The Public Square
When one faction captures the nomination machine
The reported consolidation of endorsement power inside one party raises the oldest constitutional question: what arrests a faction that controls the gate?
Tuesday, June 23, 2026
The faction at the gate
NPR reports that an analysis of more than a thousand endorsements over roughly a decade reveals a striking pattern: the president now intervenes earlier in primary races and increasingly in contests already regarded as safe for his party. The story is not merely about one politician's influence. It is about what happens when a single actor acquires durable control over who may compete for office in the first place.
In Federalist No. 10, I argued that the great danger in republican government is not faction itself — faction is inseparable from liberty — but rather a faction that grows large enough and organized enough to become a permanent majority. The remedy I urged was the extended republic: a large and diverse nation in which so many competing interests exist that no single one can long dominate. That remedy operates at the level of the general election. It does not reach inside a party's nominating process, which is a private arrangement, not a creature of the Constitution. And that is precisely where the difficulty now presents itself.

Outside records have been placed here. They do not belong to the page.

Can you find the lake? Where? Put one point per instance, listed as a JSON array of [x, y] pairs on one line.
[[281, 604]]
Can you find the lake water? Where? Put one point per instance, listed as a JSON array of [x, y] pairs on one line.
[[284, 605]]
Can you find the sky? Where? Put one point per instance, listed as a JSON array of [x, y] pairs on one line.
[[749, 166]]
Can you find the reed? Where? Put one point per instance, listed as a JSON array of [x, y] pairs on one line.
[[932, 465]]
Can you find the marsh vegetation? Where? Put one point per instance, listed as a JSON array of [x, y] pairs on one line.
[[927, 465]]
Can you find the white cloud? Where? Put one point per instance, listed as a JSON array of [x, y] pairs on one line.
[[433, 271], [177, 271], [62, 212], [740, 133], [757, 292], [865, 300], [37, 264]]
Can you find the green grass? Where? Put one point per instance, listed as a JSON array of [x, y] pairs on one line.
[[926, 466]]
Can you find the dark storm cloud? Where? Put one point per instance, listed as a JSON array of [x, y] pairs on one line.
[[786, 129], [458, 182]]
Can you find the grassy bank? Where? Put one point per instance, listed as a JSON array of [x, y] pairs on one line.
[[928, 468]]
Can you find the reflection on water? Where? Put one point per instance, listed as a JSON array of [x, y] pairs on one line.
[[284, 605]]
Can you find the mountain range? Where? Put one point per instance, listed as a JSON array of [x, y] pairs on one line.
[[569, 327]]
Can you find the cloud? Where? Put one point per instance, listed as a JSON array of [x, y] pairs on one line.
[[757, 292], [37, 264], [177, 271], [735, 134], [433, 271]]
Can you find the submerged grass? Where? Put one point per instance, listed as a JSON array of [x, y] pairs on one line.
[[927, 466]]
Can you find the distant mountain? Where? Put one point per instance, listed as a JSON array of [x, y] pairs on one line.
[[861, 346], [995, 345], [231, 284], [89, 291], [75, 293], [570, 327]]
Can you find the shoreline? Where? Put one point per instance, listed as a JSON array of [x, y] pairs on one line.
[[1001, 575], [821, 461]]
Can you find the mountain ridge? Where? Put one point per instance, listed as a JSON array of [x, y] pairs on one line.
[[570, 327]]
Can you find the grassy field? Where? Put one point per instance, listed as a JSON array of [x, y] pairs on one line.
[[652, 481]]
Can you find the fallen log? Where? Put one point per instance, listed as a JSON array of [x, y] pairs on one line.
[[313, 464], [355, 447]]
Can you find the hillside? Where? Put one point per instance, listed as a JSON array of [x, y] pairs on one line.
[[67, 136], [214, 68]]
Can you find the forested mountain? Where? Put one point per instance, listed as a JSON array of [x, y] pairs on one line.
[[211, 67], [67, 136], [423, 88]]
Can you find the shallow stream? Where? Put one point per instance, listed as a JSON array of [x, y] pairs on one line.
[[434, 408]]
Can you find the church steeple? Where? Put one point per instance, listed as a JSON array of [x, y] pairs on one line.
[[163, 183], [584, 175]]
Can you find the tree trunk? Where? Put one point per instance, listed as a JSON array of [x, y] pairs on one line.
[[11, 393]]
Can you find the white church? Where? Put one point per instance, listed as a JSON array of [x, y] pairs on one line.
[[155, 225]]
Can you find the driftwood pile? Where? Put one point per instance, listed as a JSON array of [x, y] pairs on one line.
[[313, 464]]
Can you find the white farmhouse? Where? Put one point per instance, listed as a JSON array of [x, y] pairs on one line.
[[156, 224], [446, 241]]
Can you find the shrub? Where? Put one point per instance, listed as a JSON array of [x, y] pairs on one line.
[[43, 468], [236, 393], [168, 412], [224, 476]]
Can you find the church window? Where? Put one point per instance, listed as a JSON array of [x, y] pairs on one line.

If the general election is to function as the balancing mechanism the framers anticipated, it requires genuine competition at the primary stage. When one person's approval becomes the effective credential for nomination across a thousand races — House, Senate, and governor alike, per NPR — the diversity of the slate offered to voters at the general election narrows before they ever cast a ballot. The extended republic assumes that representatives arrive with genuinely varied attachments. A uniform slate, whatever its nominal geography, is a structural contraction, not an extension, of the sphere of representation.
I should be careful here. A private political party organizing its own selections is not a government actor; no article or section of the Constitution directly governs how it chooses candidates. This is not a First Amendment violation; it is, if anything, an exercise of First Amendment association. But constitutional design does not operate only through legal prohibition. It operates through the incentives and countervailing powers that the whole structure creates. When those countervailing powers atrophy — when legislators calculate that survival depends on a single endorsement rather than on the independent judgment of their constituents — the structural balance weakens regardless of what the text formally permits.
The question I would press on NPR's finding is this: are the legislators who receive these endorsements arriving in office with an independent political base, capable of exercising the kind of institutional loyalty to their branch that Federalist No. 51 requires? Or do they arrive with a loyalty that runs upward to the endorser rather than outward to their constituents and inward to their chamber? If the latter, the separation of powers loses its human engine. Ambition must be made to counteract ambition — but ambition that has been pre-sorted at the primary gate is no longer truly independent.
I mark this as inference, not recollection: NPR's lead describes the pattern of endorsements; it does not directly measure the subsequent legislative independence of those endorsed. That is the question worth investigating. A republic survives factions by multiplying them, not by extinguishing them, and certainly not by running them all through a single approval. The mechanism matters more than the motive of any individual actor within it.